# Stuffing horns



## phoenix rising (May 23, 2020)

I'm looking for stuffing horns for an optima 12 ltr stuffer.  Was looking at the idea of 4 or 5 horns. 

Also looking for a bag stuffing horn for a #32 grinder.  2"-3" in diameter would work. 

Anyone on the forum make them, or any good places to get them?


----------



## thirdeye (May 23, 2020)

I'd start with The Sausage Maker, or Butcher Packer.  If they don't carry something that will work, send them an e-mail and ask who might.


----------



## phoenix rising (May 26, 2020)

Updated the name of the stuffer as I didn't put the right one.  The base of the tubes are 1 7/8".  I was looking for tubes that were kind of like the smokehouse chef.  They're called 'The Best'.


----------



## thirdeye (May 26, 2020)

For smaller grinders and stuffers I thought the standard base was 1-9/16.  Just curious if you are measuring an actual tube or taking a measurement of the inside diameter of the nut?


----------



## phoenix rising (May 26, 2020)

I'm measuring the widest point of the flare of the actual tube.


----------



## thirdeye (May 26, 2020)

I just checked the tubes on my 5# stuffer and the flare is 1-1/2+, the threaded receiving area of the nut is 1-9/16.  So maybe tubes for your stuffer are a custom size?  Is that manufacturer out of business?  And is there enough material around the hole for the tube that you could use a tube with a 1-9/16 flange dimension?


----------



## phoenix rising (May 26, 2020)

It might be a custom size.  The retaining nut at the smallest point is 1.6", and it's 2.1" at the threads.  On the stuffer's meat holder (not sure what it's called) there's a bit of a recess for the stuffer tube to go into. 

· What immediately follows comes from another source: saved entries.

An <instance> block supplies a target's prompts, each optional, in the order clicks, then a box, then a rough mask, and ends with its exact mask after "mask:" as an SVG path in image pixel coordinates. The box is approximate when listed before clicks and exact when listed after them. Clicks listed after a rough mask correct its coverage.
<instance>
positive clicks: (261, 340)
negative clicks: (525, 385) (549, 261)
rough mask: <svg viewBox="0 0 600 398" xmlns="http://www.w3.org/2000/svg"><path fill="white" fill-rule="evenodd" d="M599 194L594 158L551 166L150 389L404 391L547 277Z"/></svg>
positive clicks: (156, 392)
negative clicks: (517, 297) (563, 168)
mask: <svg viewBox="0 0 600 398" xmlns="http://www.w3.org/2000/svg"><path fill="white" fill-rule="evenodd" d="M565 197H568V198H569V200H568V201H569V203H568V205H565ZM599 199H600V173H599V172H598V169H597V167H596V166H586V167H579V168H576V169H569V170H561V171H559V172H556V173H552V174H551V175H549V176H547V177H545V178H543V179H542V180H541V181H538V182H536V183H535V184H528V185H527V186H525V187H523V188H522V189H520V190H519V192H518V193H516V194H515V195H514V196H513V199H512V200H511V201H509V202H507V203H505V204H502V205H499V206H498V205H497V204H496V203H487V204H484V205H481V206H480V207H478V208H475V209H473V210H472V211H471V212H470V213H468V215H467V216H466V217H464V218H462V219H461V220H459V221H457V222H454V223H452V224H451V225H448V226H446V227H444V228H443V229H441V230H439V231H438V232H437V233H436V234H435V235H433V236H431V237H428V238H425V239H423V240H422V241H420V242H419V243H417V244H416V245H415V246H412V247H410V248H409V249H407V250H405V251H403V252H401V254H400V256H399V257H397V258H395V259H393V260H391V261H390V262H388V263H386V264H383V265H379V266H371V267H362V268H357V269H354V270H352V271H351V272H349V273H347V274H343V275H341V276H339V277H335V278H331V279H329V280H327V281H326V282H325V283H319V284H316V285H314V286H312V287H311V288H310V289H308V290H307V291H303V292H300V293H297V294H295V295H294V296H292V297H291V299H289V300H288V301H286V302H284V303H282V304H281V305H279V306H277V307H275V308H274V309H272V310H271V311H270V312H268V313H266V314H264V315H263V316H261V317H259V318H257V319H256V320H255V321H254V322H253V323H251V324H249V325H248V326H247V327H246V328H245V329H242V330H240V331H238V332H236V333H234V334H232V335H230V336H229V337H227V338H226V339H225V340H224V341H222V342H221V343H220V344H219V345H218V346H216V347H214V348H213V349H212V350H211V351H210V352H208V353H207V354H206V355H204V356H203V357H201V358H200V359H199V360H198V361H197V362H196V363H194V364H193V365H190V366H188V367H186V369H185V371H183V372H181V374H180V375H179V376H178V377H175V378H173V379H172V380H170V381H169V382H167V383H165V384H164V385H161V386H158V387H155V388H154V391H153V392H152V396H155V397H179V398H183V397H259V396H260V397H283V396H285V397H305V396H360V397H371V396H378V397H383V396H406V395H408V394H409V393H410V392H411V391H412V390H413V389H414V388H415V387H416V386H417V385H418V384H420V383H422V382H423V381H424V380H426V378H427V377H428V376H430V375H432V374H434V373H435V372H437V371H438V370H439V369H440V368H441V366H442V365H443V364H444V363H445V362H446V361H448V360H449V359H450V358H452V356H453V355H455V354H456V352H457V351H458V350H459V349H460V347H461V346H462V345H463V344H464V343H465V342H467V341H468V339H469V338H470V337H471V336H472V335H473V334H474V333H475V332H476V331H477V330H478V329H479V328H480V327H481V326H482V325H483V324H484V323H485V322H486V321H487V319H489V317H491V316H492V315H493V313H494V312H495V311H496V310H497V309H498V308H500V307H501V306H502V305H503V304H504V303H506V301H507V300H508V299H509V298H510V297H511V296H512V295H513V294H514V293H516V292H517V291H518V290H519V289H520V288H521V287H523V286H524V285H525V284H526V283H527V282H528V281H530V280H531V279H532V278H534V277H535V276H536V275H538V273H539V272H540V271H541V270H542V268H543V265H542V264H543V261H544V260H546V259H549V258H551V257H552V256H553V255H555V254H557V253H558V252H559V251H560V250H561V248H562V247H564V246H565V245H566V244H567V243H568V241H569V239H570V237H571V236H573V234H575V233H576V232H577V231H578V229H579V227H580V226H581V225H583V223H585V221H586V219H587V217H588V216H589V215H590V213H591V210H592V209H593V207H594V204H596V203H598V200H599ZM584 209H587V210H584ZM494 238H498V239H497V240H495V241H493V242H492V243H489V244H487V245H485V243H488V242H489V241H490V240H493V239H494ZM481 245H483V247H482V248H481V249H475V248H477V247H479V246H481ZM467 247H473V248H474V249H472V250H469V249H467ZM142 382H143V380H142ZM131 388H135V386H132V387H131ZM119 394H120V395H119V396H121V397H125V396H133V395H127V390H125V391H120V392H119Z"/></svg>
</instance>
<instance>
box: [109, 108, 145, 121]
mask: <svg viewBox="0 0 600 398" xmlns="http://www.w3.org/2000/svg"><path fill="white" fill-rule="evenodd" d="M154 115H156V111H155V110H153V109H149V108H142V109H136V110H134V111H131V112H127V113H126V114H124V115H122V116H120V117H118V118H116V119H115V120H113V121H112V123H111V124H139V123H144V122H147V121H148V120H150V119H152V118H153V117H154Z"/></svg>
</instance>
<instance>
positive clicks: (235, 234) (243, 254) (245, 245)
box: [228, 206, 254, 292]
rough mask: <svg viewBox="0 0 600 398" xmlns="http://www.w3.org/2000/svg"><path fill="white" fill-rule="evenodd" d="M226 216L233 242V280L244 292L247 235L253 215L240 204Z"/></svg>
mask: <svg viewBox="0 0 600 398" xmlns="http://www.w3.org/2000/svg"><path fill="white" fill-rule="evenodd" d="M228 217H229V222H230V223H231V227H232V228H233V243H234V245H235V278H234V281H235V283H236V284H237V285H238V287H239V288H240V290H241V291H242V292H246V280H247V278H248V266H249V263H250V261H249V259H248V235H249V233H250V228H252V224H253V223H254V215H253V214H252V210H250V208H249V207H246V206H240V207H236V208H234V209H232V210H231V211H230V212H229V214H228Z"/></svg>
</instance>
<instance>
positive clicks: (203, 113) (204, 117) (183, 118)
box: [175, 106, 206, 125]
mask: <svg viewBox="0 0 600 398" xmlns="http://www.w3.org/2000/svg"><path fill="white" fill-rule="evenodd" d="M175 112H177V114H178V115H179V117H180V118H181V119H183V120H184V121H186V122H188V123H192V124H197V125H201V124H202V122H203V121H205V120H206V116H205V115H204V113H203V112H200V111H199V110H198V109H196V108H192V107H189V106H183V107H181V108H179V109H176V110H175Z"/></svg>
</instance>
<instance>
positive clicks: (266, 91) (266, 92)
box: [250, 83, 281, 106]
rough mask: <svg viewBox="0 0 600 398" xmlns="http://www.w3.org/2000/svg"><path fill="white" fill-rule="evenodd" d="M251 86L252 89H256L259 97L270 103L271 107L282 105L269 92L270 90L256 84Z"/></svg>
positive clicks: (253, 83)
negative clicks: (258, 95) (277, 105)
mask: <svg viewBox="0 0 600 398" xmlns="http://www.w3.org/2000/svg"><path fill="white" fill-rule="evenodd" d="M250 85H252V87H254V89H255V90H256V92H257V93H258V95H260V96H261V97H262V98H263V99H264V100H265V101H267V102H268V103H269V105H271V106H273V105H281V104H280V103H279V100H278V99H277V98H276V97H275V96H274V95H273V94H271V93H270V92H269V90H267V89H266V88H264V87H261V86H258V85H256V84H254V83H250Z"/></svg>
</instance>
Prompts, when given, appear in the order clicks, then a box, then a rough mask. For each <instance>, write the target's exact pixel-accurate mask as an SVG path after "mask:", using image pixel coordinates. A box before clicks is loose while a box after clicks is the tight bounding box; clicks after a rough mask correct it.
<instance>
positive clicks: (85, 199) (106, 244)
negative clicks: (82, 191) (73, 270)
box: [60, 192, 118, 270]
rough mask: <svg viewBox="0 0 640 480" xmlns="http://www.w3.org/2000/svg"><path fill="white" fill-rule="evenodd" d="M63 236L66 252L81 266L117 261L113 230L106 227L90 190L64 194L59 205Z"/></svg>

Here's a pic of the thing.  It's a very heavy mostly cast iron jobby.  The gear box case and the base are cast iron.






	

		
			
		

		
	
2020-05-26_07-47-24 by wolverine00089, on Flickr


----------



## thirdeye (May 26, 2020)

That is a serious stuffer.  I have friends with restored Enterprise stuffers and they still use them.


----------



## phoenix rising (May 26, 2020)

Well, if it comes down to it, I'll get the ones that are larger, and chuck them up in the lathe, and cut them down to the correct diameter.  

I thought there was either a board member who was a supplier, or a maker.  Was hoping to find this member.


----------